Branstad tried to pass a 40 percent property tax cut last year, but his attempts failed.
This new plan, if passed, will reduce commercial and property tax by 20 percent permanently over a four-year period. The reductions would also provide funding to "local governments to replace 100 percent of the property tax revenue." The current 4 percent cap on valuation growth for residential property and agricultural land will be dropped to2 percent, and applied to all property classes.
Small businesses will benefit the most from these reforms according to Branstad. These reforms could bring more businesses to the state as well.
"I'm in favor of the 2 percent decrease," Sen. Dave Johnson said. "I'm in favor of lowering property taxes, but that requires the state to pay local governments for compensation. It's going to be an expensive venture."
Brandstad's plan would draw from a nearly $1 billion budget surplus the state has.

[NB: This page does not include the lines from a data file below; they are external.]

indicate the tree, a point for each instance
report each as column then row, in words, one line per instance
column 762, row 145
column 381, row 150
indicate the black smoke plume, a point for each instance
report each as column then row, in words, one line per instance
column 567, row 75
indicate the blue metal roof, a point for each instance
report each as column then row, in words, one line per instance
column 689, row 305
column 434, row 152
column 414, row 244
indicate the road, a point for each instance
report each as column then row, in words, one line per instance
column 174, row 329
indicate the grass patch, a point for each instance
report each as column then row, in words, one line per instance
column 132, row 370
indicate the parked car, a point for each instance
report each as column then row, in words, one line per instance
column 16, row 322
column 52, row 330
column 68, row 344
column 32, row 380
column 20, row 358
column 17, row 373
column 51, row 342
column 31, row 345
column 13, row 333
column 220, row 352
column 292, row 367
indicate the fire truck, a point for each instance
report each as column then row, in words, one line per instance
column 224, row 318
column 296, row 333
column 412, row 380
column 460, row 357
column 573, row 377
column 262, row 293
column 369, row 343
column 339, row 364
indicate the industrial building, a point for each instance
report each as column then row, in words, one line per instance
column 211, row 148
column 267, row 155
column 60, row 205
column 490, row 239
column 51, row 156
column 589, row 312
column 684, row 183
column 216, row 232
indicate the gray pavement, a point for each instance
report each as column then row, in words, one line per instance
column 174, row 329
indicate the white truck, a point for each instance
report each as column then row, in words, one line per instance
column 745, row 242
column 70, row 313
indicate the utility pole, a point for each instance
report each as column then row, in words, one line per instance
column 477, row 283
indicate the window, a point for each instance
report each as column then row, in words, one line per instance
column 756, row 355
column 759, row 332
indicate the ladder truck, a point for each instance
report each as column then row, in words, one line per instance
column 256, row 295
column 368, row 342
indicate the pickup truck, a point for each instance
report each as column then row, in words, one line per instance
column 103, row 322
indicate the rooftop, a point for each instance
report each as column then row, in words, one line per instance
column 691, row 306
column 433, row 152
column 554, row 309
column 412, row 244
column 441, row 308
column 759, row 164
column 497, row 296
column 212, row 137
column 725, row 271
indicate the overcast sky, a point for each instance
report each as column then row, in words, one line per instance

"We need to still make fiscally sound decisions to ensure that our budget is still sound," Rep. Megan Hess said. "And the decision we make on the state level will certainly impact property tax payers back home. House Republicans would like to see that (surplus) go back to the taxpayers in the form of tax relief."
There is a place to start the debate on property tax reform, according to Sen. Johnson, but education is holding up the legislative agenda.